Having been on a GAiN Life Team trip to Haiti every year from 2011 to 2015, Jenny is no stranger to plans changing – and that’s just what happened when she went to India with GAiN this past November. Instead of returning to Haiti to participate in medical clinics in the community of Leogane, like she had done for the past five years, she decided to serve in India at Pandita Ramabai Mukti Mission to help host a kids’ camp.

“I thought, well, here’s an opportunity to do something with kids instead of a medical thing. These kids don’t have anything special, they don’t have any relatives to go home to. That’s what pulled me to go to this particular trip in India.”

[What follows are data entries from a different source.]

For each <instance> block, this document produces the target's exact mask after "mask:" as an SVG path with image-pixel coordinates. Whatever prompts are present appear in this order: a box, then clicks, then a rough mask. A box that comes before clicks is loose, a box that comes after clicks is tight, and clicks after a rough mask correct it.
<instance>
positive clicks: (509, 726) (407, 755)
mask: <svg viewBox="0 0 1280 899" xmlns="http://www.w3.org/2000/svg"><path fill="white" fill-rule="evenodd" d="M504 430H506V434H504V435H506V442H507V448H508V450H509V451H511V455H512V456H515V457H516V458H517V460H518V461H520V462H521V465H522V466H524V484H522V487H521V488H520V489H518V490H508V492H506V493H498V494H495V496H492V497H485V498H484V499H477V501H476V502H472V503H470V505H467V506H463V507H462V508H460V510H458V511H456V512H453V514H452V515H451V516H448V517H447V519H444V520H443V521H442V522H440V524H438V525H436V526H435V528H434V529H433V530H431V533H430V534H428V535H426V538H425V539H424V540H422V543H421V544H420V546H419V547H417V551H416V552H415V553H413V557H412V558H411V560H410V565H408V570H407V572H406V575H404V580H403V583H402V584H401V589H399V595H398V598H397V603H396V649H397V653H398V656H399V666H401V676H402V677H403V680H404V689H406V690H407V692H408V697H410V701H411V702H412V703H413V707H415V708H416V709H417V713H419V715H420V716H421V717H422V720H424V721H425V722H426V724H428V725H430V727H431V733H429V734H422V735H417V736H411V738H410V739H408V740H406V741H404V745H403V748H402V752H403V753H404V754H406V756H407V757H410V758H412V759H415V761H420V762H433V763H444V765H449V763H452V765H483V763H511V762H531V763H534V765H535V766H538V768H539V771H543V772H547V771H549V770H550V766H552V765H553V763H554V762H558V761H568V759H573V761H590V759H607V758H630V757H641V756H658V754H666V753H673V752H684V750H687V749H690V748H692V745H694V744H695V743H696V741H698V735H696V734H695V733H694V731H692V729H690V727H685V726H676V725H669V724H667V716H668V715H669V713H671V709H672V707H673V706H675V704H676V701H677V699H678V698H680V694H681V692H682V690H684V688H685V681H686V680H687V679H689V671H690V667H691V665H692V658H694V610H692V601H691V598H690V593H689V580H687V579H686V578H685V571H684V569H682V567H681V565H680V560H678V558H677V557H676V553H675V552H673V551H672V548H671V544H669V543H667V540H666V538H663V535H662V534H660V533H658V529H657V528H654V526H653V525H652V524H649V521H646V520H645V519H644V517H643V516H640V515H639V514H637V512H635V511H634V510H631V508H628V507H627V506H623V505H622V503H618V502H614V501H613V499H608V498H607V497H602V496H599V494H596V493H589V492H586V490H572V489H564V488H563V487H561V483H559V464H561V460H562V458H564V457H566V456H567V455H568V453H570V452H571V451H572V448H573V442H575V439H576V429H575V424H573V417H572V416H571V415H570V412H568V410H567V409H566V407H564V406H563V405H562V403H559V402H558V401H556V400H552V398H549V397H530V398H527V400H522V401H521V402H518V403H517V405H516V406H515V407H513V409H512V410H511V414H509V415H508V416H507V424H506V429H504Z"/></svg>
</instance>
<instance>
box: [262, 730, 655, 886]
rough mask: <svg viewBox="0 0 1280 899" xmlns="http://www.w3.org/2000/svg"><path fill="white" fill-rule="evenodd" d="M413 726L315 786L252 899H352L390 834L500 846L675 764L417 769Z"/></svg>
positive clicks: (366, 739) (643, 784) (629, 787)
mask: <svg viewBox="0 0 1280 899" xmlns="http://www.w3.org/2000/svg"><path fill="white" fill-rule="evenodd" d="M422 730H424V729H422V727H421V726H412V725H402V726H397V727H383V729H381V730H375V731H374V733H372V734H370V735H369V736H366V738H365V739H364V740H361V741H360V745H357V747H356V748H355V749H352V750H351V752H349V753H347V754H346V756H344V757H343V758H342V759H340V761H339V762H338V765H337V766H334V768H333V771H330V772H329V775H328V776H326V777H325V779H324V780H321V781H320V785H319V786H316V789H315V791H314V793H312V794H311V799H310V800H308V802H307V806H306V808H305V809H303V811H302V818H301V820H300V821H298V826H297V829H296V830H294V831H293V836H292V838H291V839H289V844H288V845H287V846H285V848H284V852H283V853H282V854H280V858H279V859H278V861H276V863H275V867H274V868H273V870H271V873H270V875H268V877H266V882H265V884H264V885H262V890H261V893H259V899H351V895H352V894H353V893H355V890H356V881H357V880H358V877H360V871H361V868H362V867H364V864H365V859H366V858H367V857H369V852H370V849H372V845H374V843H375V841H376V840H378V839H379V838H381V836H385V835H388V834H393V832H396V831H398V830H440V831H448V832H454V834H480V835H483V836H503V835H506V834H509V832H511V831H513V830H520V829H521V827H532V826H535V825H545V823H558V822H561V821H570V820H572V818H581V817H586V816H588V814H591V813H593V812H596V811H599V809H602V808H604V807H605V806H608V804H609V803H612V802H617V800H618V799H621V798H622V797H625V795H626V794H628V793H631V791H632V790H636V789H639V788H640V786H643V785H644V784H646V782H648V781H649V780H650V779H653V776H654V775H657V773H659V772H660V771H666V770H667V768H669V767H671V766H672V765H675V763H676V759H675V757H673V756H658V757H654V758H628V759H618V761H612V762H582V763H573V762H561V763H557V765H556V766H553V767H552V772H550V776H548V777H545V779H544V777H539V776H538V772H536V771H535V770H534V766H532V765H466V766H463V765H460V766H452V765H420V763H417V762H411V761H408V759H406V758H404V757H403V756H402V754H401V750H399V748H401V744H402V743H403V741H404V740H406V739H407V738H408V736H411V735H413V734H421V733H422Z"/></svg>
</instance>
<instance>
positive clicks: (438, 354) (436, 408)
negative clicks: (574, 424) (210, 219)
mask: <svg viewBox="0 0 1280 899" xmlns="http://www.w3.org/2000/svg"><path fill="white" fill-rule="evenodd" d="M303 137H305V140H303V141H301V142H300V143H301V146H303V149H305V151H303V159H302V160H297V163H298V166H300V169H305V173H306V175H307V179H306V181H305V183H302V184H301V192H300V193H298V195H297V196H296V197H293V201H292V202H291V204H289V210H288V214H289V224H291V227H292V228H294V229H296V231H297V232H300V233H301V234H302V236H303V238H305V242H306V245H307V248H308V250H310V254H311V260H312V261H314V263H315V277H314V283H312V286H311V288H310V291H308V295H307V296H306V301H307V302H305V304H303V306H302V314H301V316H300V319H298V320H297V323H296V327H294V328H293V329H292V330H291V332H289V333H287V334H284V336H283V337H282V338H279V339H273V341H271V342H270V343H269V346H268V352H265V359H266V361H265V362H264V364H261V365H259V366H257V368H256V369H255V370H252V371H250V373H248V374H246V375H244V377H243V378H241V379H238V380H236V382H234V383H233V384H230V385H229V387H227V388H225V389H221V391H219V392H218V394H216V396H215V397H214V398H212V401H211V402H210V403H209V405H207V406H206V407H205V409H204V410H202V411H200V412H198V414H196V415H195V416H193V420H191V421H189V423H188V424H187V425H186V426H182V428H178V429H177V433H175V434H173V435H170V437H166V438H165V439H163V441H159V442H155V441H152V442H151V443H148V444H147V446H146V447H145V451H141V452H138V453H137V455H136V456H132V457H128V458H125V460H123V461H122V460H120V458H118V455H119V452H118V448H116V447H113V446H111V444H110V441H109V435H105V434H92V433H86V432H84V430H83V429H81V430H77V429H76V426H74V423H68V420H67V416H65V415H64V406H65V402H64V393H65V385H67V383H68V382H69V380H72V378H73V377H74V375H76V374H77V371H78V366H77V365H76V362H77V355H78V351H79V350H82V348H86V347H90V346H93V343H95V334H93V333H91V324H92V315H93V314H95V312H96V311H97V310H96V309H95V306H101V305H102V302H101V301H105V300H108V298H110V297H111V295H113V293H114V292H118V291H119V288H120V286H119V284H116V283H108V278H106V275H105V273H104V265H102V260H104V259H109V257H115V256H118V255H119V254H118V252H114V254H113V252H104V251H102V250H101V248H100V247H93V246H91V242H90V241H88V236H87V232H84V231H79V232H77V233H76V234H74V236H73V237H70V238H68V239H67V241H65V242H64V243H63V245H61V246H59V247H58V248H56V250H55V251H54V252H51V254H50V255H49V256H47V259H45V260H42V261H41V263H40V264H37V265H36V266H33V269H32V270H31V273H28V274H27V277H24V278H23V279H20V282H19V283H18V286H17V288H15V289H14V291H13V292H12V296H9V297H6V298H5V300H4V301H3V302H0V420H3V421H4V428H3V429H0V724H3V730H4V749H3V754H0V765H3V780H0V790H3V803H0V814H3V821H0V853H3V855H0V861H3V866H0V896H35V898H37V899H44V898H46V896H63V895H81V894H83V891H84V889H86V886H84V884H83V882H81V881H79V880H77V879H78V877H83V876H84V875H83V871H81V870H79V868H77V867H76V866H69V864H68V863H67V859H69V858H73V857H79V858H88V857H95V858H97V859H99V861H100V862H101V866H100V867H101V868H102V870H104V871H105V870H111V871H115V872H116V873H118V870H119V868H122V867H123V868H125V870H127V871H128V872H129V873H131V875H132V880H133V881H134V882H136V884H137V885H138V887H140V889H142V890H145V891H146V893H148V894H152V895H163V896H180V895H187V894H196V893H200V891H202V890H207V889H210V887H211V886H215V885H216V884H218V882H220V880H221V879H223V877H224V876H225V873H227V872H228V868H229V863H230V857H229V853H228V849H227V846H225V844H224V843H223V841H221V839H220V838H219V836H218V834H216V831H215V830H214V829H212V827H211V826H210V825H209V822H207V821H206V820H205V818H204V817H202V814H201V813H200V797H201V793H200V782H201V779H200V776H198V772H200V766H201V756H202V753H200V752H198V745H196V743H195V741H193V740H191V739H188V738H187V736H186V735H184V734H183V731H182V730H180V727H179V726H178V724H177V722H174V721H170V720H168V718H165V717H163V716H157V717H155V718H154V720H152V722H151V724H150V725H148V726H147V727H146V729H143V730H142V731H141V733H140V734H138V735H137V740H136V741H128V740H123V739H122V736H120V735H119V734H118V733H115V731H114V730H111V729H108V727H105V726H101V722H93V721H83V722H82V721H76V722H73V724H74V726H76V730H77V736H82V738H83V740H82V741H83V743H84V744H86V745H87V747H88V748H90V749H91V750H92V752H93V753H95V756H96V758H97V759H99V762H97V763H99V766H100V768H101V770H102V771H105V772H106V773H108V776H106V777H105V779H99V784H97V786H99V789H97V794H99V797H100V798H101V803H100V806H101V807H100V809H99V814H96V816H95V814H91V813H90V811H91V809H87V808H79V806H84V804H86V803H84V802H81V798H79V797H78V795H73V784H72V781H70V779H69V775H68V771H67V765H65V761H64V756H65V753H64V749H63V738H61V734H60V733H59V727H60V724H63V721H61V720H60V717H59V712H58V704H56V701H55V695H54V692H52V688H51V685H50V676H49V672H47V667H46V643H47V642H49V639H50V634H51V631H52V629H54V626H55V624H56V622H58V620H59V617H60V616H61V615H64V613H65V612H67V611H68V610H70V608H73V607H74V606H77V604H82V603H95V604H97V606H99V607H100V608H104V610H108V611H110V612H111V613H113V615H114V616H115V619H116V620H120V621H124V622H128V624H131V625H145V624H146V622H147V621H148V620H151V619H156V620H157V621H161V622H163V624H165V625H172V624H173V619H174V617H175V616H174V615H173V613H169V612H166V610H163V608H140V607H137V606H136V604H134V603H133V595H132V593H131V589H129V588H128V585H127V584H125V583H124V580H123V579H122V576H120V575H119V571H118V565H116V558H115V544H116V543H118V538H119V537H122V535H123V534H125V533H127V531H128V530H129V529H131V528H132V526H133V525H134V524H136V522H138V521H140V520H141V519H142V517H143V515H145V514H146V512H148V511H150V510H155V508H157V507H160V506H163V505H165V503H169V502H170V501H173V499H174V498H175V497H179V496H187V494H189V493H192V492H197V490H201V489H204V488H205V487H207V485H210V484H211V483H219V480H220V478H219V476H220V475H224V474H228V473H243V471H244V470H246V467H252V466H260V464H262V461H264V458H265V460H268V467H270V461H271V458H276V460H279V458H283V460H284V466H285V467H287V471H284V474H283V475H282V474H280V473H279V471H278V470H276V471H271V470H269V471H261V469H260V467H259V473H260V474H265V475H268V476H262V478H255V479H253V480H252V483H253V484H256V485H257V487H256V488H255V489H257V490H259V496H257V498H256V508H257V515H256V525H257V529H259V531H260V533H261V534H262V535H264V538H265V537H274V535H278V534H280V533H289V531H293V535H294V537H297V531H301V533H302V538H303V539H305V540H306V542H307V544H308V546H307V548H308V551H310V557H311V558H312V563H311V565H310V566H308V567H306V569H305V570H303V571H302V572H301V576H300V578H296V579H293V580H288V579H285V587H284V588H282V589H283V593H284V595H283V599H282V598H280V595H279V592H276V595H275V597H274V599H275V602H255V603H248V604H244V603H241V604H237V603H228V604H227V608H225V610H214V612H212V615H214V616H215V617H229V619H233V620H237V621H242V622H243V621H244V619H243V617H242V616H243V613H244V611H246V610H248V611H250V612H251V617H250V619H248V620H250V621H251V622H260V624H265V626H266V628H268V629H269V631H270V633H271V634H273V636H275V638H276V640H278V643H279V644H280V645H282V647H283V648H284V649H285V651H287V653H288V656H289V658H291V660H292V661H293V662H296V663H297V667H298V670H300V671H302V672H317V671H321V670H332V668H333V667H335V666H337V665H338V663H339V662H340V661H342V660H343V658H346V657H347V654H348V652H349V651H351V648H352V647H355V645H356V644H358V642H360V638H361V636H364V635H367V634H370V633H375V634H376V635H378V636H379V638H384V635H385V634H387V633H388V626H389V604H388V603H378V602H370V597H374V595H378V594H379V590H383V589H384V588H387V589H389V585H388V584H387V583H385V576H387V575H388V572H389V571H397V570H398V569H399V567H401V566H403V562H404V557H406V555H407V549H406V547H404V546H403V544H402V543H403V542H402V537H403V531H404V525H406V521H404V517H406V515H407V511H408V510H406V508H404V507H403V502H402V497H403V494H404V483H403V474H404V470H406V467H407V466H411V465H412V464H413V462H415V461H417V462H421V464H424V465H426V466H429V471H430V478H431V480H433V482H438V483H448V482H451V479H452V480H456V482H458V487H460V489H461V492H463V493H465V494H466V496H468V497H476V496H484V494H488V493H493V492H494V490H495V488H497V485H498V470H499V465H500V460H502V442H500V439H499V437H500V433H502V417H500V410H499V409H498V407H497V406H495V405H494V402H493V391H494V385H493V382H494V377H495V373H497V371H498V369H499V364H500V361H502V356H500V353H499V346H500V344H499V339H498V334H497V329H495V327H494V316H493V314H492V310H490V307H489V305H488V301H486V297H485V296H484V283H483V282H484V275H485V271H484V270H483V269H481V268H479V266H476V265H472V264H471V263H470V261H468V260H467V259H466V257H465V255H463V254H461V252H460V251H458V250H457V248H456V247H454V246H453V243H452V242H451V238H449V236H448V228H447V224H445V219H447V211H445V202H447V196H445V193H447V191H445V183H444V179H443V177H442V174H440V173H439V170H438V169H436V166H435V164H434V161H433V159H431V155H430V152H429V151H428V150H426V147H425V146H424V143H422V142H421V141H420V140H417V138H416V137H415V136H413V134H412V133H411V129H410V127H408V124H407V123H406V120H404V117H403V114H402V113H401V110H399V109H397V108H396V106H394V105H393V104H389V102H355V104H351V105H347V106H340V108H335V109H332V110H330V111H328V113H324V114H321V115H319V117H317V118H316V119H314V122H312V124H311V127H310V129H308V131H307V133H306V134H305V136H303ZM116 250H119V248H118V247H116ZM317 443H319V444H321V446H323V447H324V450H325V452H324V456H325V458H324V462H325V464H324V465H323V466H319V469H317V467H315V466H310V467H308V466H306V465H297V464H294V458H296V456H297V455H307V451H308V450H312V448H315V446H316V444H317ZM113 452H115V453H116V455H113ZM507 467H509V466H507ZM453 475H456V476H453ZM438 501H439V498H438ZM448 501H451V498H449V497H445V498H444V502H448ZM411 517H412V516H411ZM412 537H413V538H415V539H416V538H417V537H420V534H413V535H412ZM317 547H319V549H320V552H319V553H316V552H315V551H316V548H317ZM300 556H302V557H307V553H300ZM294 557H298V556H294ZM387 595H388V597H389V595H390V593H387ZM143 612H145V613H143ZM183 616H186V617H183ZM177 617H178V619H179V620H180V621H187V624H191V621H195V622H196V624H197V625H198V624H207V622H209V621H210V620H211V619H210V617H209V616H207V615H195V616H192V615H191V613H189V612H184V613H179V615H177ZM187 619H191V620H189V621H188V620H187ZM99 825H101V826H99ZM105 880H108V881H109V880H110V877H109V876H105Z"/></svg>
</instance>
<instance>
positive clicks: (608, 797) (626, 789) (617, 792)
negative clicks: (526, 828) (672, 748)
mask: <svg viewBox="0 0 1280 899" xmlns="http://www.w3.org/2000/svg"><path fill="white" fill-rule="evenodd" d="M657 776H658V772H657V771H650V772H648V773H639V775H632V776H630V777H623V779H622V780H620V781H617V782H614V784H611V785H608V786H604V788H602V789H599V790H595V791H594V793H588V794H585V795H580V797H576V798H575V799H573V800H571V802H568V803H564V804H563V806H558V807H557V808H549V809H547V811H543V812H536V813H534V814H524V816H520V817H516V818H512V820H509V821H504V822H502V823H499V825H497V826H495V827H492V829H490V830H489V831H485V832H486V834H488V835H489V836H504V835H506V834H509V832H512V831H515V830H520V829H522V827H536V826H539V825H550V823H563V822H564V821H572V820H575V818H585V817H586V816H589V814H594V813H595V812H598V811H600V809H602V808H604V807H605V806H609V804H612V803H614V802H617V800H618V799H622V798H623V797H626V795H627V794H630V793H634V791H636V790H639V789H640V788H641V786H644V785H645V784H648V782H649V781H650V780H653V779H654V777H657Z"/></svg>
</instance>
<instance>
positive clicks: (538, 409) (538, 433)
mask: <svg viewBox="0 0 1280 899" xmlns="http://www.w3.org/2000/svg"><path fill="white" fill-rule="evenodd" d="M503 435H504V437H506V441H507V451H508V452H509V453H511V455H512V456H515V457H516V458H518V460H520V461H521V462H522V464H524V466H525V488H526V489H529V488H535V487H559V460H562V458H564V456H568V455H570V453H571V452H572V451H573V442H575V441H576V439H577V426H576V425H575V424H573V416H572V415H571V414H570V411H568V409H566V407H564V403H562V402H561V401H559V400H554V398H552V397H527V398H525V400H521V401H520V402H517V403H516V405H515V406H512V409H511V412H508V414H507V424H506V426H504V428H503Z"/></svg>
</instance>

But true to her previous experiences on mission trips, things didn’t exactly follow the original plan. Team leaders and Mukti staff saw an opportunity to involve the girls, but also create sessions for the older women as well.

The LIFE Team was initially formed to run a children’s camp for girls at Mukti who had no relatives to go home to during the Diwali holidays. Laws – which had children return home for two weeks during Diwali – were changed and instead, all the kids had to stay at Mukti. This meant that more than double the amount of girls (about 300) would be now attending, thereby adjusting the camp schedule.

Mukti residents were divided into thirteen groups of 15-30 people based on their age. Groups included children, women, special needs children, blind children, blind women, mentally ill women and elderly women.

Jenny volunteered to run a crafts workshop, dedicating six hours a day (two hour workshops, plus one hour of prep, twice a day) for six days straight. Girls and women of all ages had the opportunity to create bookmarks, cards, bead bracelets, foam crafts, paper and thread ornaments and fill out colouring pages.

“At the end, I probably spent more [quality] time with the adults than the children, which is pretty ironic because initially I had gone [on the trip] to spend more time with the kids. I still did crafts with the kids but when you’re teaching them, you’re not spending much time talking to them. You’re more in an instructive kind of role. I thought that was an interesting twist because that’s not what my original intention was when I thought I’d go to India, but in the end I think it actually worked out really well the way it did.”

Jenny, who is a psychiatric nurse, especially felt a connection to the mentally ill women she had the chance to get to know. So much so that she wishes to return to Mukti for a longer stay and hopes to spend a more concentrated amount of time with them. This is something she would not have experienced if everything had gone as initially intended.

“Be open and flexible to responding to whatever need is there when you get there,” Jenny advised. “It always works out well and always ends up being a blessing. You end up being a blessing and it ends up being a blessing to you. If you don’t go in with too many preconceived notions, it becomes a more enriching experience.”